Que vois-je dans le Dieu de ce culte infâme, si ce n'est pas un être inconséquent et barbare, créant aujourd'hui un monde, de la construction duquel il s'en repent demain ? Qu'y vois-je, qu'un être faible qui ne peut jamais faire prendre à l'homme le pli qu'il voudrait ? Cette créature, quoique émanée de lui, le domine ; elle peut l'offenser et mériter par là des supplices éternels ! Quel être faible que ce Dieu-là ! Comment ! Il a pu créer tout ce que nous voyons, et il lui est impossible de former un homme à sa guise ? Mais, me répondrez-vous à cela, s'il l'eût créé tel, l'homme n'eût pas eu de mérite. Quelle platitude ! Et quelle nécessité y a-t-il que l'homme mérite de son Dieu ? En le formant tout à fait bon, il n'aurait jamais pu faire le mal, et de ce moment seul l'ouvrage était digne d'un Dieu. C'est tenter l'homme que de lui laisser un choix. Or Dieu, par sa prescience infinie, savait bien ce qu'il en résulterait. De ce moment, c'est donc à plaisir qu'il perd la créature que lui-même à formée.


Quel horrible Dieu que ce Dieu-là ! Quel monstre ! Quel scélérat plus digne de notre haine et notre implacable vengeance !


Donatien Alphonse François, marquis de SADE - La philosophie dans le boudoir (1795).


5 commentaires:

PetitChap a dit…

Je ne suis pas totalement intacte de Dieu, mais vous le saviez déjà ...

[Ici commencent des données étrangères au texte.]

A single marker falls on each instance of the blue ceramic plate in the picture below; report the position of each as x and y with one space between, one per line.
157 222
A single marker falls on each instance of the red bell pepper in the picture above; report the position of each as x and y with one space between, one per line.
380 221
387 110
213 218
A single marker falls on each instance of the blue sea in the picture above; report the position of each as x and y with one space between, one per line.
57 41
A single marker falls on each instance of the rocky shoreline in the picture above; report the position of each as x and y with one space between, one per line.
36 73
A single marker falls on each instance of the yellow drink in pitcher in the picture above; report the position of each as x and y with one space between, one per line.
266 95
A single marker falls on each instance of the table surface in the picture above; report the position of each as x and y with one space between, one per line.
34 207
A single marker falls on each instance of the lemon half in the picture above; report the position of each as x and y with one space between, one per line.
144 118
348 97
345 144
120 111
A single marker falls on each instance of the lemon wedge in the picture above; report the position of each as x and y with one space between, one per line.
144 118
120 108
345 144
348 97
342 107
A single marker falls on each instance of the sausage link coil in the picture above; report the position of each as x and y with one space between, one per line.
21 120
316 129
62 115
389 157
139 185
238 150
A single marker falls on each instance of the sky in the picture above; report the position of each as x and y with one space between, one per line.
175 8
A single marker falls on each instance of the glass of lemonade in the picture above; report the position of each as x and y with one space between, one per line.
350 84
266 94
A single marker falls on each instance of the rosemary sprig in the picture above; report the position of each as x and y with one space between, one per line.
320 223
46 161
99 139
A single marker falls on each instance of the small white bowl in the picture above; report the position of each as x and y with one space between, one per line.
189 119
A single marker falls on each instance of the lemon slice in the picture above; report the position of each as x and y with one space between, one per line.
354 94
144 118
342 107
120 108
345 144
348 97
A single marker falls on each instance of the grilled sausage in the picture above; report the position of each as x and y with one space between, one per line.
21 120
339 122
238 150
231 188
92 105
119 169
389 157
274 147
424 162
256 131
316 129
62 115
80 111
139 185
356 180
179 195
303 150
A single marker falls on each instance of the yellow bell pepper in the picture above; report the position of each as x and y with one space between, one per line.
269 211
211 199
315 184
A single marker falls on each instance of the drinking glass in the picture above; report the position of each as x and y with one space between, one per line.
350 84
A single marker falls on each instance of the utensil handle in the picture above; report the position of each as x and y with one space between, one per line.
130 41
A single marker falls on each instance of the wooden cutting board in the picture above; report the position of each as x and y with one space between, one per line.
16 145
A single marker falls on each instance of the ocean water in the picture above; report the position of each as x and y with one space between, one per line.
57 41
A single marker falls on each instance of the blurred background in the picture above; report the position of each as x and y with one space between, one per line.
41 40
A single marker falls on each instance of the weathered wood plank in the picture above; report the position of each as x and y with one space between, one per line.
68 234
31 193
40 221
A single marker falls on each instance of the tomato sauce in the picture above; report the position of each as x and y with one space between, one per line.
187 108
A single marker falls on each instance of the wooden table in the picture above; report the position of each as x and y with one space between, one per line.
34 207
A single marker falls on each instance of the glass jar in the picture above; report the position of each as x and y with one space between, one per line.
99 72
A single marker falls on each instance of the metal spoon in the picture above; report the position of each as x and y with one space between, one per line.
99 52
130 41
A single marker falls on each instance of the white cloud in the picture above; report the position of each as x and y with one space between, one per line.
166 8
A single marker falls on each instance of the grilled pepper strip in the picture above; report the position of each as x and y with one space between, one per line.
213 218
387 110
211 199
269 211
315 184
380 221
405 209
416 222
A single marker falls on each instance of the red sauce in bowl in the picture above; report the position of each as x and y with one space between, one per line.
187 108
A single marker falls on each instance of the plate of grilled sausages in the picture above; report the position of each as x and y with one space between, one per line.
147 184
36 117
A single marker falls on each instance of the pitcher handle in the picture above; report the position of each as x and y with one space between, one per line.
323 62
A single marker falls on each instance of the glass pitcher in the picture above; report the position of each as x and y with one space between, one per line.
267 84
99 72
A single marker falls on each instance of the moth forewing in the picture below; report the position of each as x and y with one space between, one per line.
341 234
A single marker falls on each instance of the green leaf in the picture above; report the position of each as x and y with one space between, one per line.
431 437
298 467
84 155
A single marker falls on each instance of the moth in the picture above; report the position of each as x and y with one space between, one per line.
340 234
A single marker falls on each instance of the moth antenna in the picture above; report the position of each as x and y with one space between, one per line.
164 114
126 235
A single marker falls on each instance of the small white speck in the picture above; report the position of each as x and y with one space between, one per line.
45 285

Le texte de notre cher marquis est admirable. Et quelle joie de pouvoir être tenté(e), d'avoir le choix ... quitte à se tromper ...

PetitChap a dit…

J'oubliais : la pataphysique évoque chez moi Boris Vian et Alfred Jarry ... et l'Oulipo, bien que je sois incapable de définir correctement cet oulipo ... j'ai bon ?!

link886 a dit…

j'adore Sade... (ha ha très drôle!)

lukaskran a dit…

Smooth operator... Smooooooth operatooor...

M. Ogre a dit…

PetitChap >> Vous avez raison pour la pataphysique... et Vian habitait la même cour que prévert, passage veron, dans le XVIIIe art. de Paris (Montmartre), juste au-dessus du moulin Rouge...
L'Oulipo est un autre groupe d'artistes fondés par Queneau et le mathématicien François Le Lionnais. Prévert en était également très proche... Mais prévert était proche de beaucoup de choses et de beaucoup de gens sauf peut-être de...dieu...

Link >> Sa DEcoiffe !!!

Lucaditadit >> Arrête de parler Schtroumph !!!